On site, I found myself thinking about spirals. They were everywhere: in Annette Messager’s photocollage “My Vows” (at right), in Robert Rauschenberg’s self-portrait (below), and of course in the museum’s architecture itself. The theme of the exhibit suggested the simultaneity of absence and presence. To haunt is to be there and not there at the same time. The spiral too is a form of balance and doubleness: does it move inward or outward? Clock-wise or counter-clockwise? Spirals imply journeys, and Messager’s work reinforces that by dividing hers into progressive increments, like steps. The museum, though, allows one to walk that path in either direction. I walked mine counter-intuitively: starting at the top and walking down the spiral toward the center. On the way I ran into a colleague, walking the other way: from the inside out. I saw the art backwards.

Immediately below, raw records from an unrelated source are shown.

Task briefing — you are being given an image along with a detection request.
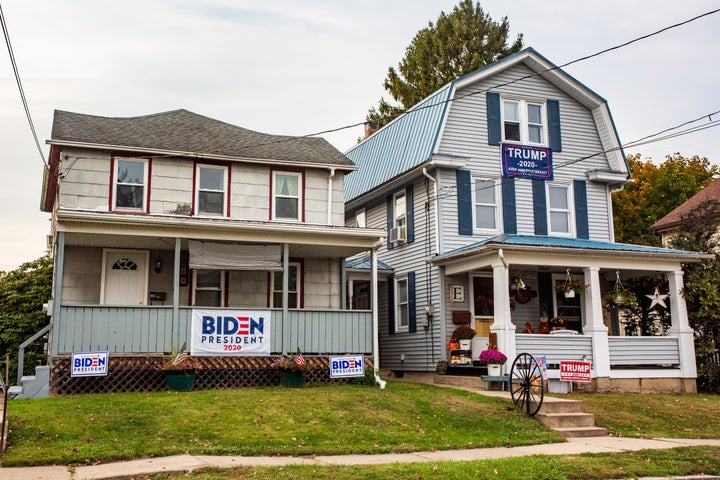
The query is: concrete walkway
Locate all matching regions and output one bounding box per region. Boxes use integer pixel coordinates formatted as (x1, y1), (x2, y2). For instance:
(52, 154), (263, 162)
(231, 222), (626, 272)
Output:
(0, 437), (720, 480)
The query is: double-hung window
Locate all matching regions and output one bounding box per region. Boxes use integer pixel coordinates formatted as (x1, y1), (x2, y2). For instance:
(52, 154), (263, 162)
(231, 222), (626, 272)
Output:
(473, 178), (500, 232)
(195, 165), (228, 217)
(547, 183), (573, 236)
(502, 99), (547, 146)
(395, 277), (410, 330)
(272, 172), (303, 220)
(113, 159), (149, 212)
(193, 270), (225, 307)
(270, 262), (302, 308)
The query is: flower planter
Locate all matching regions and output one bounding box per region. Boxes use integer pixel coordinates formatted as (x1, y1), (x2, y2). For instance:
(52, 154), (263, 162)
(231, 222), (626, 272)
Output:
(165, 369), (195, 392)
(280, 372), (305, 388)
(488, 363), (502, 377)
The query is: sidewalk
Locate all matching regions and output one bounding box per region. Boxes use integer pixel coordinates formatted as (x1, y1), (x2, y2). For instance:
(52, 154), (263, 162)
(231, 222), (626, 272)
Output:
(5, 437), (720, 480)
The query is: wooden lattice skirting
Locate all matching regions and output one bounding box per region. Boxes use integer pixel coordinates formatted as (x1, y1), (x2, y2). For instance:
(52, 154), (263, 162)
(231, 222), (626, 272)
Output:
(50, 355), (372, 395)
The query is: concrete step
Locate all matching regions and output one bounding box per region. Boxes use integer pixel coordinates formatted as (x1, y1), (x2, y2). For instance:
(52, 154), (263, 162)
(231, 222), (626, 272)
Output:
(535, 412), (595, 429)
(553, 427), (607, 438)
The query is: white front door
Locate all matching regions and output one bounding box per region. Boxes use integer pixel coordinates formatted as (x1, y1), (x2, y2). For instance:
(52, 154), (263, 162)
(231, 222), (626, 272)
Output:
(100, 250), (150, 305)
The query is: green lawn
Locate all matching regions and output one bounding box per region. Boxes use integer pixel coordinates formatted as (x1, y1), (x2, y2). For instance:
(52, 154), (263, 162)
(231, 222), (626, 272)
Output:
(3, 382), (563, 466)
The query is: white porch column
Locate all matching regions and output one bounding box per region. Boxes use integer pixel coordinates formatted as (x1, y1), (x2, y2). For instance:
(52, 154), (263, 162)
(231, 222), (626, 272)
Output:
(490, 255), (517, 372)
(667, 270), (697, 378)
(583, 267), (610, 378)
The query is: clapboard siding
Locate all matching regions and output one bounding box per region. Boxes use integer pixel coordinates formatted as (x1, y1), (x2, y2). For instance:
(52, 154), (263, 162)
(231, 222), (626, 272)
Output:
(515, 334), (592, 365)
(609, 337), (680, 368)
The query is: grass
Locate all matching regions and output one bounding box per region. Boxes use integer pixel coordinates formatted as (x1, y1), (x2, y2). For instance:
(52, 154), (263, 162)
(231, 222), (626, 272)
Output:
(3, 383), (563, 467)
(565, 393), (720, 438)
(128, 447), (720, 480)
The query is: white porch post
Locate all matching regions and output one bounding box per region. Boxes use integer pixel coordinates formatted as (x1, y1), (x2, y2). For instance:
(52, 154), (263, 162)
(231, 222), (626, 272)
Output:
(667, 270), (697, 378)
(490, 252), (516, 370)
(583, 267), (610, 378)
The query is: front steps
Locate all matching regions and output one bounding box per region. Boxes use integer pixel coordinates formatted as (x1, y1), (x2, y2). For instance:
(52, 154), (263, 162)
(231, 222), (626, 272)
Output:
(435, 375), (607, 438)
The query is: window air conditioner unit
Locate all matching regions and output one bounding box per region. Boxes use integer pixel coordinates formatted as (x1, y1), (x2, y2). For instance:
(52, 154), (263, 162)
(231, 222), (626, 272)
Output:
(390, 227), (406, 243)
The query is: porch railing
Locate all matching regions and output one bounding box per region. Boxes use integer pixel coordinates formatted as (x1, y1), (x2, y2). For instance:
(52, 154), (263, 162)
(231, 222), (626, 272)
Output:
(608, 337), (680, 368)
(511, 334), (593, 368)
(52, 305), (373, 356)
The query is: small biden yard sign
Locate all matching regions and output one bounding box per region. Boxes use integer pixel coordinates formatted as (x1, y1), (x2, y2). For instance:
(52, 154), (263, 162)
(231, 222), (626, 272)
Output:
(330, 355), (365, 378)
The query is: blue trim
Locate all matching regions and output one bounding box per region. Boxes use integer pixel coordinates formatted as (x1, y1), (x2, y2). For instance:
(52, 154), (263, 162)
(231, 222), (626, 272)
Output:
(485, 92), (502, 145)
(455, 170), (473, 235)
(547, 100), (562, 152)
(532, 180), (548, 235)
(573, 180), (590, 240)
(387, 195), (395, 250)
(501, 178), (517, 233)
(387, 277), (395, 335)
(408, 272), (417, 333)
(405, 183), (415, 243)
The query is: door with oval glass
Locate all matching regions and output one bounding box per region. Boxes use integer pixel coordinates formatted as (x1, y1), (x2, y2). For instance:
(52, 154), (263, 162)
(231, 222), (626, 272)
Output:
(100, 249), (149, 305)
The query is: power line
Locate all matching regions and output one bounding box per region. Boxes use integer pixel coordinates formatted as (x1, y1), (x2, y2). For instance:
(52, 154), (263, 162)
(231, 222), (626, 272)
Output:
(0, 5), (49, 168)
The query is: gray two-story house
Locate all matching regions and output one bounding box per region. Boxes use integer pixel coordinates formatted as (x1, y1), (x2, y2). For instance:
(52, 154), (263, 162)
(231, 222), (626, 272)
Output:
(21, 110), (384, 393)
(345, 48), (698, 391)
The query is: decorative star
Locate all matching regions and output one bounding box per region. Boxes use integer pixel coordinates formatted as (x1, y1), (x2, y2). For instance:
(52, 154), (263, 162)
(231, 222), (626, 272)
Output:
(645, 287), (670, 310)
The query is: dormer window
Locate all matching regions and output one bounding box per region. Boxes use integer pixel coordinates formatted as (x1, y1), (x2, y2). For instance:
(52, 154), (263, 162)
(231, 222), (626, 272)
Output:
(113, 159), (149, 212)
(502, 99), (547, 146)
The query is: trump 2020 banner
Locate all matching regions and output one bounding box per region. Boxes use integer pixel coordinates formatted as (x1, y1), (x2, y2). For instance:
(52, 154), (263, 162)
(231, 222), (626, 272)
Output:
(502, 143), (553, 180)
(190, 310), (272, 356)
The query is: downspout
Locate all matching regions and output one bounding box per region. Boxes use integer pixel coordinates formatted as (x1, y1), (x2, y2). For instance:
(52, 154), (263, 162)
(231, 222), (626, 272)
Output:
(423, 167), (440, 255)
(370, 239), (387, 390)
(327, 168), (335, 225)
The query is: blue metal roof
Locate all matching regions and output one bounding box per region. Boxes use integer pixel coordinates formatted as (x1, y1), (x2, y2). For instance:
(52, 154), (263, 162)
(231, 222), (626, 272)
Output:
(345, 83), (453, 202)
(345, 254), (394, 270)
(433, 235), (702, 260)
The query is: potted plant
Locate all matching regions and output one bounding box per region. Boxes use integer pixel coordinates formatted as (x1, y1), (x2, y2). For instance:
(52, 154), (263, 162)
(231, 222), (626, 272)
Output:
(480, 348), (507, 377)
(451, 325), (475, 350)
(155, 348), (195, 392)
(270, 353), (310, 388)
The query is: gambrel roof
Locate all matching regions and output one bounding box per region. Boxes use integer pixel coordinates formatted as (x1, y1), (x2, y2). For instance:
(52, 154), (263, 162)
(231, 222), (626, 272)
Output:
(345, 48), (629, 203)
(48, 109), (355, 170)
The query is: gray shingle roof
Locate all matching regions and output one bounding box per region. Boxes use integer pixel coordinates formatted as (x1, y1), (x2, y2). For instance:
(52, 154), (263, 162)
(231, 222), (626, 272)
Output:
(50, 109), (354, 169)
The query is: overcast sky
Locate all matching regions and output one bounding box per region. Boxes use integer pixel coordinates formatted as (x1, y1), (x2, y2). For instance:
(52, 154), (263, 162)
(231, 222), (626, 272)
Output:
(0, 0), (720, 271)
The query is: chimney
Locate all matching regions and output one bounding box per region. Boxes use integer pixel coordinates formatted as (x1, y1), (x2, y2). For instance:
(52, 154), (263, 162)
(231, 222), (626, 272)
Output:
(365, 122), (379, 138)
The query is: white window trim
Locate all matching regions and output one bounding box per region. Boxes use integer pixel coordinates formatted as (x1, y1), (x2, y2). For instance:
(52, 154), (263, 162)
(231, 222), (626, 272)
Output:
(472, 177), (502, 233)
(500, 97), (549, 147)
(270, 262), (302, 308)
(192, 270), (226, 307)
(393, 275), (410, 332)
(112, 157), (150, 212)
(193, 163), (230, 217)
(545, 182), (575, 237)
(355, 208), (367, 228)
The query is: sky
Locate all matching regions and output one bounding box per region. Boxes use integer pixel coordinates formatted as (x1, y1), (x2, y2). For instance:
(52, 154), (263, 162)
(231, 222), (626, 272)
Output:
(0, 0), (720, 271)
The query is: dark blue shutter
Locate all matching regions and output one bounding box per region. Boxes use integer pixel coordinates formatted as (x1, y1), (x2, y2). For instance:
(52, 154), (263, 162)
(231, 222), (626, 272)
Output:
(455, 170), (472, 235)
(573, 180), (590, 239)
(408, 272), (417, 332)
(405, 183), (415, 243)
(502, 178), (517, 234)
(547, 100), (562, 152)
(532, 180), (547, 235)
(485, 92), (502, 145)
(538, 272), (555, 317)
(387, 195), (395, 250)
(386, 277), (395, 335)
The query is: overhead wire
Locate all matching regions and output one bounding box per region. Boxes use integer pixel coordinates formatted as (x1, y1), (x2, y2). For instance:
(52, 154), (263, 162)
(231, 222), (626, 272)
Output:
(0, 5), (49, 168)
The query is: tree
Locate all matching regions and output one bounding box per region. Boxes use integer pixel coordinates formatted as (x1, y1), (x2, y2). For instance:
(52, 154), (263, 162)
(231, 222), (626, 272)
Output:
(367, 0), (523, 127)
(0, 256), (53, 378)
(612, 153), (720, 246)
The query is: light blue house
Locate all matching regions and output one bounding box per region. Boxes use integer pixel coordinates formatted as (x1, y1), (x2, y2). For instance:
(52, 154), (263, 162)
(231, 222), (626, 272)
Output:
(345, 48), (701, 392)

Does it matter? Is the center alpha or omega? If the spiral leads us toward the center then that center must matter. Is art, then, like a blow pop– hard on the outside, with a delicious treat in the middle? or is it more like a chocolate Easter egg — sweet on the outside and hollow? There were times I felt the exhibit was like the swirl of stars around a black hole: full of beautiful fragments without a center. Some pieces, once their conceit was explained, deflated. Other pieces felt full of presence: figures emerged mysteriously from behind red paint or assembled, like Messager, from pieces. In Janaina Tschape’s “Lacrimacorpus” a young woman in an empty room twirls in a circle. The wall text leans heavily, ponderously on meaning–mythology, Latin etymology, Buchenwald–but the girl spins on despite all the symbolism. She’s just there. In “Autobiography” Rauschenberg recounts his life in words that turn in circles, spiraling outwards. The result is an uncanny fingerprint– forensic evidence of his uniquely individual presence and absence.
Perhaps the spiral is an ear, not an eye. At the Guggenheim the music was commissioned by Susan Philipsz, who re-appropriated a song from a film version of Henry James’s story “A Turn of the Screw.” I heard a ghostly choir, but also a ringing phone. Is anybody home? What is the turn of the screw? A surprise, a realization, an arrival. It expresses that we learn as we turn in circles, going around and over and over again. Think of this as my first circling around an idea.